This case study shows how an enterprise reclaims 1,900 unused SaaS licenses without disrupting a single working team. It is an anonymised composite. We never name a client or use a logo, so the figures here represent the pattern and scale of real engagements rather than one identifiable company.
Situation
A global professional services firm of roughly 8,000 employees across North America and Europe carried a sprawling digital workplace stack. Microsoft 365 was the largest line item, alongside Zoom for meetings, Slack for chat, and a long tail of smaller tools. Spend had grown every year, and no single owner looked at licenses across all of it. Procurement renewed each vendor on its own date. IT provisioned seats quickly and reclaimed them rarely. Finance saw the totals but not the usage behind them.
The overspend found
We began with a usage led audit, matching every assigned license to real sign in and activity data. The picture was familiar. Across the core tools, roughly 1,900 paid seats showed no meaningful activity in ninety days. The causes were the ordinary ones: leavers whose accounts were never deprovisioned, contractors who finished projects months earlier, duplicate accounts, and whole teams provisioned at full headcount for tools only a fraction of them touched.
On top of the dormant seats, the firm was paying for the wrong plan tiers. A large group sat on premium Microsoft 365 licensing without using the features that justified it, and Zoom seats were assigned far beyond the number of people who actually hosted meetings. Slack ran in parallel with chat capability the firm already owned inside Microsoft 365.
Approach
We worked the problem in the order that recovers the most, fastest. First, license right sizing: reclaim the dormant seats and harvest them into a managed pool. This is the core of our license right sizing and reclamation work. Second, tier correction: move the misfit population off premium Microsoft 365 licensing where the features were unused, and right size Zoom to active hosts. Third, a rationalization decision on the duplicate chat platform, fed into the next renewal.
Critically, nothing was cut blindly. Every reclamation was validated against activity data and a short reclaim and restore window, so anyone who genuinely needed a seat kept it. The work connected upward into the firm's wider digital workplace cost optimization program rather than being treated as a one off purge.
Outcome
The firm reclaimed approximately 1,900 unused SaaS licenses across Microsoft 365, Zoom, and the long tail. Those seats were either removed at the next true up or returned to a managed pool that absorbed new demand, which deferred future purchases. Combined with the tier corrections, the program produced a substantial reduction in annual digital workplace spend and reset the baseline before renewal negotiations even began.
- Around 1,900 inactive seats identified and reclaimed across core tools.
- Premium Microsoft 365 licensing right sized for the misfit population.
- Zoom seats matched to active hosts, ending broad over licensing.

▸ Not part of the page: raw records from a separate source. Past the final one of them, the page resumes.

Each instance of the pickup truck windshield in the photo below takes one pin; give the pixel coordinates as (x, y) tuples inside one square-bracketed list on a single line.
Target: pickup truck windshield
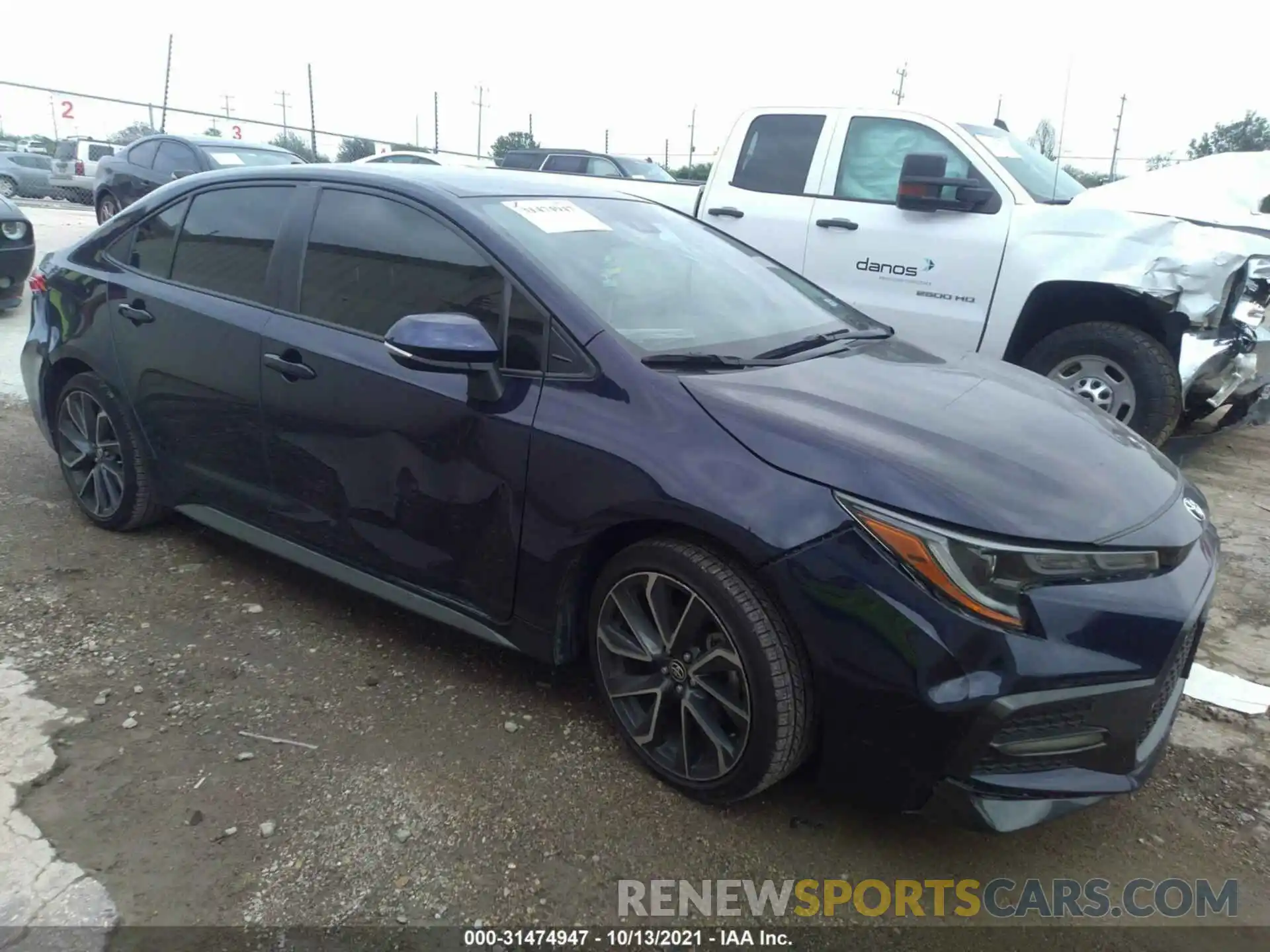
[(1028, 167), (639, 169), (666, 282)]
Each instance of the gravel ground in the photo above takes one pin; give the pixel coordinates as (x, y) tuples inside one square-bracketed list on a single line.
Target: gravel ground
[(450, 782)]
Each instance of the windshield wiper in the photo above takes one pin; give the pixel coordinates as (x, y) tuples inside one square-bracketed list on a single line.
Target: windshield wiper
[(694, 360), (816, 340)]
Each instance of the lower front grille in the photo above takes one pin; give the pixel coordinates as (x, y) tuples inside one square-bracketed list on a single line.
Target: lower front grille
[(1167, 681)]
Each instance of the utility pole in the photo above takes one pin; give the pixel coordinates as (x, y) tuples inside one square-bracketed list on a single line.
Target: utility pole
[(167, 79), (693, 136), (1115, 146), (482, 106), (900, 93), (284, 104), (313, 116)]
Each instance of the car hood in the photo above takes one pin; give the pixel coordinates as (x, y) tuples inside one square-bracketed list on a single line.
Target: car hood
[(1228, 190), (972, 442)]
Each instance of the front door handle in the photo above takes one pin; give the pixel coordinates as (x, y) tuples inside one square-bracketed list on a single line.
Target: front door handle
[(291, 370), (138, 315)]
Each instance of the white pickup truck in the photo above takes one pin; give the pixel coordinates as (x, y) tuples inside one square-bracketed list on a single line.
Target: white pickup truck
[(1146, 296)]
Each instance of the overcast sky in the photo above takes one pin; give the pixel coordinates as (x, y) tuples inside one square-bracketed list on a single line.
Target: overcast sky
[(638, 70)]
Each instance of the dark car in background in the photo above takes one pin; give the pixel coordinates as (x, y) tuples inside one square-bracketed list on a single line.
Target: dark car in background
[(586, 427), (582, 161), (155, 160), (17, 253)]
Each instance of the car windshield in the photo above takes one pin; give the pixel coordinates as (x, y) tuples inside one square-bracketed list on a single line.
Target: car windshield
[(642, 169), (667, 284), (230, 157), (1040, 177)]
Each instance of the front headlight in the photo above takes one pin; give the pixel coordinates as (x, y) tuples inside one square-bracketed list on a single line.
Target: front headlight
[(984, 576)]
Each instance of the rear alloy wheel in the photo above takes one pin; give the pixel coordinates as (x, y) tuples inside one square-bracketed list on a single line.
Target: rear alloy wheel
[(107, 207), (1118, 368), (101, 456), (698, 672)]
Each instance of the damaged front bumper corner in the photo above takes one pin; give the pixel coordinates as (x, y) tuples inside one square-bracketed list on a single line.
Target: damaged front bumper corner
[(1231, 364)]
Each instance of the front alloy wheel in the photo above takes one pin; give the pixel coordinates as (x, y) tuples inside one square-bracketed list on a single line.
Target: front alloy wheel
[(698, 669), (673, 676)]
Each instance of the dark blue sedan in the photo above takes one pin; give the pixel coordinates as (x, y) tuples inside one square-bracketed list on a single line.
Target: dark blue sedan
[(585, 427)]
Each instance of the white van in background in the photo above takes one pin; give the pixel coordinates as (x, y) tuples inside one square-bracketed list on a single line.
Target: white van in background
[(75, 167)]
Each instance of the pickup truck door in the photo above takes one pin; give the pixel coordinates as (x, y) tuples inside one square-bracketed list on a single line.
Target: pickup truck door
[(766, 202), (929, 274)]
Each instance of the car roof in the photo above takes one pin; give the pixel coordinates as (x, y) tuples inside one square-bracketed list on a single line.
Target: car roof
[(455, 180)]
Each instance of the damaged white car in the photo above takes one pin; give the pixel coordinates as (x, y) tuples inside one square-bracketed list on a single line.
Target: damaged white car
[(1146, 298)]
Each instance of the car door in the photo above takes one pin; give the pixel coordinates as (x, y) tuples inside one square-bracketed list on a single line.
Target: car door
[(186, 315), (930, 274), (769, 201), (131, 175), (392, 470)]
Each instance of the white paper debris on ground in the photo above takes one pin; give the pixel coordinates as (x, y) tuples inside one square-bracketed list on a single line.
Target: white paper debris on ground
[(556, 215), (1227, 691)]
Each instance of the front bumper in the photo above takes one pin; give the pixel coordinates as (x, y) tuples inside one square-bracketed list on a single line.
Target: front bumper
[(16, 262), (922, 709)]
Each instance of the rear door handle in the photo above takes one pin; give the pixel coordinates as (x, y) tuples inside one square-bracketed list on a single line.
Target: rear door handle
[(291, 370), (138, 315)]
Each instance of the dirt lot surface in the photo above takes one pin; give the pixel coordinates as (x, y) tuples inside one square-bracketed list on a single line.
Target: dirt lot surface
[(451, 782)]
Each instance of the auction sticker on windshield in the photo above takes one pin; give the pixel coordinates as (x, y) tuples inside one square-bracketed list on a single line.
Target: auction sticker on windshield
[(556, 215)]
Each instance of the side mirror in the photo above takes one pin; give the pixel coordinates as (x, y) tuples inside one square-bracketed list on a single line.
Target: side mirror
[(922, 180), (447, 343)]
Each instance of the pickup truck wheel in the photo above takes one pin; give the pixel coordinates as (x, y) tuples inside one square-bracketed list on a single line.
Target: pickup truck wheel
[(1118, 368)]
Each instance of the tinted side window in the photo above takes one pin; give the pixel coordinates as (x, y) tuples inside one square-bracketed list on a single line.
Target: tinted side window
[(777, 155), (372, 260), (228, 238), (155, 241), (566, 163), (175, 157), (143, 155), (874, 155)]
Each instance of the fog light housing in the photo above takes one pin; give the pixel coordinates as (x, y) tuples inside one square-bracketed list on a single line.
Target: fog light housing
[(1075, 743)]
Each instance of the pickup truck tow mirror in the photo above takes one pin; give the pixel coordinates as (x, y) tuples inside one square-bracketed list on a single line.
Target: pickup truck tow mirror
[(922, 182)]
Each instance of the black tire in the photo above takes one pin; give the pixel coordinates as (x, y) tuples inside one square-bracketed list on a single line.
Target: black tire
[(1148, 366), (778, 674), (107, 207), (138, 504)]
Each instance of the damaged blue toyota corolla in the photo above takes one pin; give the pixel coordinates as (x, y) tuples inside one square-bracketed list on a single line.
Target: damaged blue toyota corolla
[(586, 427)]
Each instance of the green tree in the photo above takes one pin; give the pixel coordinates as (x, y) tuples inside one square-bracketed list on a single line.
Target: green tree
[(508, 141), (700, 172), (1044, 140), (352, 149), (294, 143), (131, 134), (1090, 179), (1248, 135)]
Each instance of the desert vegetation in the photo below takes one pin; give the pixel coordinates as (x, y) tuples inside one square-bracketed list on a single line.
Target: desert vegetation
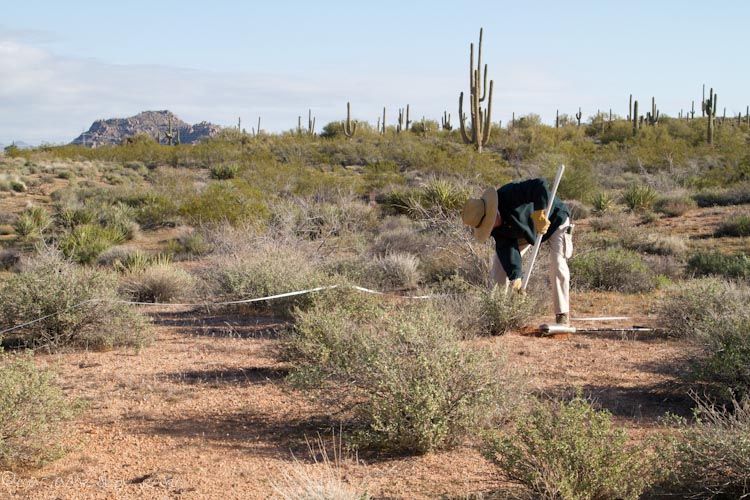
[(661, 218)]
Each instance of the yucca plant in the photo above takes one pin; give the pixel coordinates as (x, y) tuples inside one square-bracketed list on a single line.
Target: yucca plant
[(639, 197), (601, 203)]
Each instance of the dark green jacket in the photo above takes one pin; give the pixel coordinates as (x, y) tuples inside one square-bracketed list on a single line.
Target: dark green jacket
[(516, 202)]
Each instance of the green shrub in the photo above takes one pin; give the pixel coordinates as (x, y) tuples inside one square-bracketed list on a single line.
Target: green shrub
[(393, 271), (736, 195), (159, 284), (735, 226), (418, 388), (81, 306), (8, 259), (189, 244), (712, 315), (674, 206), (84, 243), (601, 203), (612, 269), (32, 222), (32, 408), (501, 311), (713, 263), (224, 171), (570, 450), (639, 198), (711, 457), (265, 270)]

- A managed license pool created so new demand reused reclaimed seats first.
Lessons for buyers
Three lessons carry to almost any mid market or enterprise stack. First, dormant seats are everywhere, because provisioning is fast and reclamation is nobody's job by default. Second, the reclaimed seats are worth more as a managed pool than as a one time deletion, because the pool keeps deferring new spend. Third, right sizing should come before renewal negotiation, since you negotiate far better once the contract reflects real usage. The firm that reclaims unused seats first walks into every renewal with the upper hand.
For the renewal stage that follows reclamation, see how a Zoom enterprise renewal came down 31 percent, and browse the full case studies library for more patterns. This is an anonymised composite; figures represent typical engagement outcomes and are not a guarantee of specific results.
By the numbers
The headline figure was roughly 1,900 inactive seats, but the structure underneath it is what made the result durable. Around half were straightforward leavers and contractors whose accounts were never deprovisioned. A quarter were duplicate or test accounts. The remainder were live employees provisioned for tools they never adopted. Separating those buckets mattered, because each one needed a different fix: deprovisioning, cleanup, and a quiet license downgrade respectively.
How long it took
The audit and validation ran over a few weeks, not months, because the data already existed in the identity and finance systems. It simply had never been read together. The first wave of reclamation landed at the next true up and renewal points, and the managed pool began absorbing new demand immediately, which is what turned a one time cleanup into an ongoing deferral of new spend. The lesson for buyers is that the information you need is usually already in your systems, waiting for someone to connect it.